In writing, profanity is a tool, but not the only tool

In this week’s Writing Excuses comments, a poster named Sam asked:

How do you, as writers, get past your own inhibitions concerning the use of profanity in order to write a character who does use it?

Why get past them?

Any given audience has values (as do you as a writer). Stomp on the values too much and you will make the readers so uncomfortable or angry that their discomfort will outweigh the draw of the story. They will put you down and never read you again. For one audience it’s gore. Another it’s explicit sex or vulgarity. For another it’s the bashing of a political stance or a particular demographic.

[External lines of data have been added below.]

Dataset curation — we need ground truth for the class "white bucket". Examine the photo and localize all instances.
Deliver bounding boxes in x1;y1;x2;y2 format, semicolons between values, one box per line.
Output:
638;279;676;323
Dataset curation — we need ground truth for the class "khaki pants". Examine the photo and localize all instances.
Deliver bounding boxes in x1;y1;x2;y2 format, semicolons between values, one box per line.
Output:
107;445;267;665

If you or your audience is uncomfortable with profanity then say “he swore” OR find another way to convey the information the profanity does.

Writing works by evoking types in the reader’s mind (as well as type resistors for surprise, curiosity, humor, etc.). Trigger a type and all the data associated with that type comes with it. Profanity is one way to trigger a type (or work against type) in the reader’s mind. But there are many other ways to evoke that same type, many ways to produce the same effect. Language, especially profanity, is a powerful and efficient method, but it’s not the only one.

You want a mean cruel man? You can have him call his wife a “cu**” all the time. OR you can just show him doing something cruel to her or slapping her, e.g. he grabs her by the neck and makes her look at the food on his plate up close like some pet owners do to dogs when they crap where they shouldn’t–”Does that look like beef stroganoff to you? Stupid whore.”

Look at Prison Break. Teddy needed to be scary. Profanity could have helped trigger his character. After all, cons use a lot of profanity. But Prison Break was prime time so the writers used other things to evoke the types they needed. Teddy worked for the purposes of that story. All of the cons did. They were believable. And all that without a deluge of profanity.

Stay away from replacement profanity that evokes a different type. For example, if you had Teddy using “darn it” all the time, unless it was part of some particular character attribute, it would have not been believable because it evokes the wrong type, e.g. Ned Flanders.

So if you don’t want to use profanity, don’t. Think about your objective and find another type trigger.